The clinic filed an appeal using the process outlined in the letter, and the insurer changed the status of all but three physicians to “not enough data to assess.” As a result, UnitedHealthcare now only charges a co-payment differential for only these three physicians.

All three physicians whose statuses weren’t changed were comprehensive ophthalmologists doing glaucoma.

“You can get tiered more extensively if you are taking care of patients who have glaucoma, or macular degeneration, or things that require more resources than a comprehensive exam,” she said.

Next: Six lessons you need to know

 

Dr. Williams listed six lessons:

  • Open your mail. Sometimes notifications from insurers look like junk mail, and are easy to overlook.

  • Appeal.
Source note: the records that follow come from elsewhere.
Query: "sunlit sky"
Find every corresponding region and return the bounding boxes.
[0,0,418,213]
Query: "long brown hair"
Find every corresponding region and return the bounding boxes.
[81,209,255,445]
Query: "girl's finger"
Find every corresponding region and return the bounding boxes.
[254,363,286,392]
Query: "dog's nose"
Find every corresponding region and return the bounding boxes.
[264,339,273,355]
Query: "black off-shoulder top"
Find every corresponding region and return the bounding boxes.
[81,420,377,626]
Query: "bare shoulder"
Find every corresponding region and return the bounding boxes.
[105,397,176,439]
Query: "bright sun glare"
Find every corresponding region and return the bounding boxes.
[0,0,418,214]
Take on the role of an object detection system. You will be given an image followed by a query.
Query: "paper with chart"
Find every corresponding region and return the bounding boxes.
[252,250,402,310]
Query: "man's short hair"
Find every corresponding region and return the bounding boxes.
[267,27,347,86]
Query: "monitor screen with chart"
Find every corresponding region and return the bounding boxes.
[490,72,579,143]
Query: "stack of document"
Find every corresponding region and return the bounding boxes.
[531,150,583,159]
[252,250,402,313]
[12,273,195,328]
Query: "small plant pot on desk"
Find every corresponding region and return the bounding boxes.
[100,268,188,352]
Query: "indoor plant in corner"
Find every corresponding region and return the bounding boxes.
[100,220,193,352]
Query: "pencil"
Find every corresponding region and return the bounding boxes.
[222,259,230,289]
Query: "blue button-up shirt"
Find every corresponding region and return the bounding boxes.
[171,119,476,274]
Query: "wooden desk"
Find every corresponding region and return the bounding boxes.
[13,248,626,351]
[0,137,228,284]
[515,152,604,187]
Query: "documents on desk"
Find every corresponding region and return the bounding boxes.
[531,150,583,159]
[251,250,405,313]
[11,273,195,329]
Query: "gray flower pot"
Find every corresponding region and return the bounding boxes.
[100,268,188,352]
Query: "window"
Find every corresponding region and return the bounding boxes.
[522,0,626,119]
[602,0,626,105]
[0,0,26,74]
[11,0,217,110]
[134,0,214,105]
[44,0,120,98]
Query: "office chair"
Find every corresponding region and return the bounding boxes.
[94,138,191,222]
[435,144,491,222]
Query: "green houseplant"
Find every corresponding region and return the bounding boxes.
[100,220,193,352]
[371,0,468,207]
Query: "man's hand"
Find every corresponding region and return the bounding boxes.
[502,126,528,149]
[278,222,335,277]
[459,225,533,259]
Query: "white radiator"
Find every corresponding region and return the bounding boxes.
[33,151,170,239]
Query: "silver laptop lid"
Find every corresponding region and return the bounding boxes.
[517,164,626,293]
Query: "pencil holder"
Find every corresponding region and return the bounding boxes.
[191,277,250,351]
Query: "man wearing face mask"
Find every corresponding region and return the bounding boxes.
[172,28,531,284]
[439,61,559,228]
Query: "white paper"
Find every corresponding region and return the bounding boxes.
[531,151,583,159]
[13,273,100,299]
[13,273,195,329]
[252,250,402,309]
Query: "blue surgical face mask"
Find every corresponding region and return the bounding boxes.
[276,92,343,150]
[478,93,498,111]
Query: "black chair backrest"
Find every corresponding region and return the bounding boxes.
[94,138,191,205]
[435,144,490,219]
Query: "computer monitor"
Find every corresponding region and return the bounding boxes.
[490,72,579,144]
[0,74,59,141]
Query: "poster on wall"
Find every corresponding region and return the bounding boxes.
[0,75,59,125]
The Wheaton Eye Clinic found the appeal process worthwhile, not only for UnitedHealthcare but for other insurers.

  • Request transparency about methodology.

  • Get to know a person on the payer side.

  • Develop your own quality data. Having your own data strengthens your argument about how you should be classified.

  • Use the American Academy of Ophthalmology’s Intelligent Research in Sight (IRIS). This eye disease clinical registry can help provide evidence of your quality of care.

Economic profiling is a discouraging development, but ophthalmologists are adaptable and can learn to cope with it, Dr. Williams said.

“We have to figure out how to do this and I’m positive we can,” she said.